Zgodnie z tymi przepisami plany i działania związane z gospodarką leśną, w tym pozyskiwanie drewna na obszarach chronionych, muszą zostać poddane ocenie skutków przed wydaniem odpowiedniego zezwolenia. Zdaniem Komisji niedawne zmiany w prawie polskim wprowadziły wyłączenia w gospodarce leśnej, które naruszają unijny system ochrony.

Ponadto - jak oceniła KE - polskie prawo nie zapewnia dostępu do wymiaru sprawiedliwości w odniesieniu do planów związanych z gospodarką leśną.

"Plany te mogą mieć znaczący wpływ na obszary Natura 2000, a zatem w wyniku tej sytuacji społeczeństwo jest pozbawione skutecznej ochrony sądowej w tym zakresie na mocy dyrektywy siedliskowej. Z tych powodów Komisja postanowiła skierować do Polski wezwanie do usunięcia uchybienia" - podała Komisja w komunikacie.

Zagroziła przy tym, że jeśli nie otrzyma od Warszawy satysfakcjonującej odpowiedzi, może podjąć decyzję o przesłaniu uzasadnionej opinii. To kolejny etap procedury o naruszenie prawa UE. Na jej końcu KE może skierować sprawę do Trybunału Sprawiedliwości UE.

Dyrektywa ptasia z 2009 roku zawiera przepisy, które mają chronić przed wyginięciem populacje ptaków występujących w stanie dzikim w UE. Reguluje też kwestie handlu i odłowu ptaków, jak również pewne metody ich odłowu i zabijania. Wraz z dyrektywą siedliskową, której przepisy mają chronić siedliska przyrodnicze oraz dzikie zwierzęta i rośliny, stanowi podstawę europejskiego systemu ochrony przyrody Natura 2000.
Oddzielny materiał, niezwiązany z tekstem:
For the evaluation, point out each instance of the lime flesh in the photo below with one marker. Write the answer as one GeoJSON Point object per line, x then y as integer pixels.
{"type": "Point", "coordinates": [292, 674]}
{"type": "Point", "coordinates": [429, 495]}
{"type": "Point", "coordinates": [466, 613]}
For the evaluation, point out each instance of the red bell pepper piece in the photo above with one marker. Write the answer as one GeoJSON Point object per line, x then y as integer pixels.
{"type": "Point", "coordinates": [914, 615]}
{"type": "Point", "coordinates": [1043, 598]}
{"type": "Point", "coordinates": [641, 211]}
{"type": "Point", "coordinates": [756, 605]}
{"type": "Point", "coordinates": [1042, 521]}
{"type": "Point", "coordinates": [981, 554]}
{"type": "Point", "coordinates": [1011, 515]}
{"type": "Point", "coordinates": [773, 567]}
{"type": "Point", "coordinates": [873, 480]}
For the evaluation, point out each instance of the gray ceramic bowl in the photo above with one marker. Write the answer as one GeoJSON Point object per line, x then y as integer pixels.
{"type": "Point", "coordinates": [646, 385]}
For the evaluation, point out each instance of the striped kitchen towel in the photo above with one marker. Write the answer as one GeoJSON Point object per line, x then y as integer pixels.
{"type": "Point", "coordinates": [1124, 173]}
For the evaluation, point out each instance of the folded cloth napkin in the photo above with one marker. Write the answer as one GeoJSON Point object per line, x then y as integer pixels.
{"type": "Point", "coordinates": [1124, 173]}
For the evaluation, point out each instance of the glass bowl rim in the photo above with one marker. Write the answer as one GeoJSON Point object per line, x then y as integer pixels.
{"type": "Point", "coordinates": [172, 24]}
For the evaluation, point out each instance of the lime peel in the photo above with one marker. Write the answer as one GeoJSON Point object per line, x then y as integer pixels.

To kolejna sytuacja, gdy KE wyraża wątpliwości wobec Polski w kontekście prowadzonej przez nią gospodarki leśnej.

W kwietniu Trybunał Sprawiedliwości UE w Luksemburgu orzekł, że decyzje polskich władz w sprawie zwiększonej wycinki w Puszczy Białowieskiej naruszają prawo unijne; wskazał, że nie mogą być one uzasadnione bezprecedensową gradacją kornika drukarza. Wniosek w tej sprawie w połowie 2017 r. złożyła do Trybunału KE.

Wyrok zakończył spór ciągnący się od 2016 r. Ministerstwo środowiska zapowiedziało, że się do niego zastosuje.

Zdaniem Trybunału wycinka prowadziła do zaniku części chronionego obszaru Natura 2000. Sędziowie uznali, że Polska nie wypełniła właśnie zobowiązań wynikających z dyrektyw siedliskowej i ptasiej.